Proteus species Morphology?
Gram-negative rods; motile; swarming motility on Blood agar with fishy odor.
Proteus species Most common species?
Proteus mirabilis and Proteus vulgaris.
Proteus species Infections?
Urinary tract infections (UTIs).
Proteus species TSI results?
P. mirabilis: K/A + H2S; P. vulgaris: A/A + H2S.
Proteus species Urease test?
Positive.
Proteus species Indole test?
P. mirabilis negative; P. vulgaris positive.
Campylobacter jejuni Morphology?
Gram-negative curved or spiral-shaped bacillus (“comma shaped”).
Campylobacter jejuni Motility?
Motile with peritrichous flagella.
Campylobacter jejuni requirement?
Microaerophilic (5% O2, 10% CO2).
Campylobacter jejuni Optimal growth temperature?
42°C.
Campylobacter jejuni Major source?
Poultry.
Campylobacter jejuni Disease?
Bloody diarrhea, fever, abdominal pain.
Campylobacter jejuni Post-infectious sequelae?
Guillain-Barré syndrome, Reiter’s syndrome.
Campylobacter jejuni Lab diagnosis?
CAMPY Blood Agar, 42°C incubation, microaerophilic, oxidase +, catalase +, hippurate +.
Helicobacter pylori Morphology?
Gram-negative, spiral or comma-shaped, highly motile.
Helicobacter pylori Oxygen requirement?
Microaerophilic.
Helicobacter pylori Site of infection?
Stomach (gastric mucosa).
Helicobacter pylori Diseases?
Chronic gastritis, peptic ulcers, gastric carcinoma.

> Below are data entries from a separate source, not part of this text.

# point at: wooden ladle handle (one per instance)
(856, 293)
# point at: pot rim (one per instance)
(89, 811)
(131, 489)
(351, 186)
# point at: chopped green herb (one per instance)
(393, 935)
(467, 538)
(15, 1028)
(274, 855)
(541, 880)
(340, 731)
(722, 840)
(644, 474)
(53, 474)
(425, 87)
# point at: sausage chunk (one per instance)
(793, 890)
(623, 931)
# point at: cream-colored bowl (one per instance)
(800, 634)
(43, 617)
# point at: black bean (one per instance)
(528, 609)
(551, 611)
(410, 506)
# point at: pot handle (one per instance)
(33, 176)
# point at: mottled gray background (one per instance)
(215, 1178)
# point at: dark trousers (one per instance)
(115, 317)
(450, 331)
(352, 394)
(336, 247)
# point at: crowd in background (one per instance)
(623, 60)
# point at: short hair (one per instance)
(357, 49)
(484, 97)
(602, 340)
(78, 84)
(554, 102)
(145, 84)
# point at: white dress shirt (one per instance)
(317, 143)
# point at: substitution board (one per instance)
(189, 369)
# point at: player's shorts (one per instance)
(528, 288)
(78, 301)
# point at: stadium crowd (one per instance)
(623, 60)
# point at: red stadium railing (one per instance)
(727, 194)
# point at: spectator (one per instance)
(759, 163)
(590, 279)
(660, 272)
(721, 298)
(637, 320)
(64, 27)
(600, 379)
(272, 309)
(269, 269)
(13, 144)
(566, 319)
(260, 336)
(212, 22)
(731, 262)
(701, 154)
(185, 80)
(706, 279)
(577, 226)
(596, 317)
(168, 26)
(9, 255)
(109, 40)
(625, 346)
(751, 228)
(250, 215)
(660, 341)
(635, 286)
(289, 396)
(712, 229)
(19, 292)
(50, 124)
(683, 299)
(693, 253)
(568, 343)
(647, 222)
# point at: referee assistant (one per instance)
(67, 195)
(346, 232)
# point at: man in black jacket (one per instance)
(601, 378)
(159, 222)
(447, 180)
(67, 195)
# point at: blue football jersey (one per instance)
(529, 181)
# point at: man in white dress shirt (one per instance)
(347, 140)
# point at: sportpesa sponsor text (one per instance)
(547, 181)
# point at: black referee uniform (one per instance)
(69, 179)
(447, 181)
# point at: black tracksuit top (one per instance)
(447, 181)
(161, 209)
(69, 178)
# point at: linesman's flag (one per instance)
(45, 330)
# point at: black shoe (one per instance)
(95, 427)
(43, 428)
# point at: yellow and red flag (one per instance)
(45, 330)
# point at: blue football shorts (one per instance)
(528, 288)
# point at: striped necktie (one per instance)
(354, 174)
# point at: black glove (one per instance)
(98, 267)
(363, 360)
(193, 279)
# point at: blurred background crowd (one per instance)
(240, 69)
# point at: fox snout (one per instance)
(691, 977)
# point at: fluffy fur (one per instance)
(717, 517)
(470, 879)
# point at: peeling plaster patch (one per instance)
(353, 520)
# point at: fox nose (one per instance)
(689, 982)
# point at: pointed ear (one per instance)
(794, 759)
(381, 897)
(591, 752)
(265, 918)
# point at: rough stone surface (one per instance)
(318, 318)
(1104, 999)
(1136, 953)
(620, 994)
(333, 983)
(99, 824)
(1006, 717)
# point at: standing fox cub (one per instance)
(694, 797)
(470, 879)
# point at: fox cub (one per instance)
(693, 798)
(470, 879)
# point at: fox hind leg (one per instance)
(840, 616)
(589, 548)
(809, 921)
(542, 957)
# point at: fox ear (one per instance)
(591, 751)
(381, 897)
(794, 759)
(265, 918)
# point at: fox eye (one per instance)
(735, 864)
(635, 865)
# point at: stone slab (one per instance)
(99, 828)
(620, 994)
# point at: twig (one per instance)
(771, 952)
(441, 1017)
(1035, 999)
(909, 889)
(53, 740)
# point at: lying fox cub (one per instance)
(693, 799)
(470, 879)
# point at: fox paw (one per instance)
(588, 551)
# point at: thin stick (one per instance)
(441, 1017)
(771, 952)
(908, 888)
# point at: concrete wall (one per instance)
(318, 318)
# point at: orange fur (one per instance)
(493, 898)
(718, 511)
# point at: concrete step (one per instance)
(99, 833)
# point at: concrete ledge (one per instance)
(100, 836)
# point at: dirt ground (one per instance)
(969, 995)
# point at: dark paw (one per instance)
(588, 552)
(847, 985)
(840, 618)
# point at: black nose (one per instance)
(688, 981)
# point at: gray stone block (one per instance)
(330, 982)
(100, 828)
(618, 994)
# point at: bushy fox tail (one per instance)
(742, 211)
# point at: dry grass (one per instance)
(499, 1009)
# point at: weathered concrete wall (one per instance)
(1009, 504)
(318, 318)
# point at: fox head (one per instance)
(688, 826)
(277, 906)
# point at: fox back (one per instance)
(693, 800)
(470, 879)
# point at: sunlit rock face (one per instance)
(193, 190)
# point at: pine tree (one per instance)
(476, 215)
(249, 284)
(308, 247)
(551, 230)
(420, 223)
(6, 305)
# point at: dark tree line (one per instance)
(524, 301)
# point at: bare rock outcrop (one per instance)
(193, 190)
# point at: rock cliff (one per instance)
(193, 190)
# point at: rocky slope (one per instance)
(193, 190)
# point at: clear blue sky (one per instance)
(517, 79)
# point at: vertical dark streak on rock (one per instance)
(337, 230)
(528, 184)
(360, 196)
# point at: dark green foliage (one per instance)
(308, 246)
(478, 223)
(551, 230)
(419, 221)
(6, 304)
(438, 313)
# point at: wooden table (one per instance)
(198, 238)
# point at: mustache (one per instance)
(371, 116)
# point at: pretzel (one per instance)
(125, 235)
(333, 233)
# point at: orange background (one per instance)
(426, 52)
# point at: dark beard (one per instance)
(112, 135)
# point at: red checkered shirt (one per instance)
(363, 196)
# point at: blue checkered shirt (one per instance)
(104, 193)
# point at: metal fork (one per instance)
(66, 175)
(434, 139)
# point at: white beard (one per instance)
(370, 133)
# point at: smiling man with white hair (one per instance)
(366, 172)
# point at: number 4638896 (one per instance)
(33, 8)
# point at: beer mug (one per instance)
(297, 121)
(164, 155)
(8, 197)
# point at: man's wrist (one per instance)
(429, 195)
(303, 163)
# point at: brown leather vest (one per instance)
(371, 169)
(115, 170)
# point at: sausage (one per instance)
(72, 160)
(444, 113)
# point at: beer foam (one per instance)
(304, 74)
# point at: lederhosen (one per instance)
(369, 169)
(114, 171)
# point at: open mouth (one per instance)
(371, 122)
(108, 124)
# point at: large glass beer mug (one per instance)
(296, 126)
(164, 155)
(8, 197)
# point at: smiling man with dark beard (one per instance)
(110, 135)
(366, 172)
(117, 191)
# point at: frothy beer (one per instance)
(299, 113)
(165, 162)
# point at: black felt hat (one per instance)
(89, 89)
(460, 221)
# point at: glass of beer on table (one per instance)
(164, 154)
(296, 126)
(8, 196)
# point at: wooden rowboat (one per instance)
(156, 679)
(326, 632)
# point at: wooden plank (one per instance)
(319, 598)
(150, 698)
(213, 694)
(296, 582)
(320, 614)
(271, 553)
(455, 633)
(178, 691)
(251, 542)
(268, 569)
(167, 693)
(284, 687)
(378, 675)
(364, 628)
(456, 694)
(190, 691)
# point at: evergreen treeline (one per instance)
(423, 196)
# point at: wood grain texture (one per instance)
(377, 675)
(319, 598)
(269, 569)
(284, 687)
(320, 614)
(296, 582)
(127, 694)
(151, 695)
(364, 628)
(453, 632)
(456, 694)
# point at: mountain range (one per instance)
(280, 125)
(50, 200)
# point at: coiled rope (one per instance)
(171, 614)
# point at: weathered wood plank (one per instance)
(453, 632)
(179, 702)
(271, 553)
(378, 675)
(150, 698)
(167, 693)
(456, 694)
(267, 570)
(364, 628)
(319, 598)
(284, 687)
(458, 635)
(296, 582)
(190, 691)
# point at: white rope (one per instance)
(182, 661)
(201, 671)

Helicobacter pylori Virulence factors?
Urease, VacA (vacuolating toxin), mucinase.
Helicobacter pylori Function of urease?
Neutralizes stomach acid (NH3 + HCl → NH4Cl).
Helicobacter pylori Function of mucinase?
Degrades mucus layer; exposes epithelium to acid.
Helicobacter pylori Function of VacA?
Disrupts epithelial cells; promotes apoptosis and T-cell dysfunction.
Helicobacter pylori Lab diagnosis?
Skirrow’s medium (Blood agar + antibiotics), microaerophilic (5% O2, 10% CO2).
Helicobacter pylori Rapid Urease Test?
Positive (turns magenta/bright pink).
Helicobacter pylori Cancer association?
10–20% lifetime risk of ulcers; 1–2% risk of gastric cancer.
Watery diarrhea pathogens?
ETEC, EPEC.
Bloody diarrhea pathogens?
EHEC, EIEC, EAEC, Shigella, Campylobacter.
UTI pathogens?
UPEC, Proteus, occasionally Klebsiella.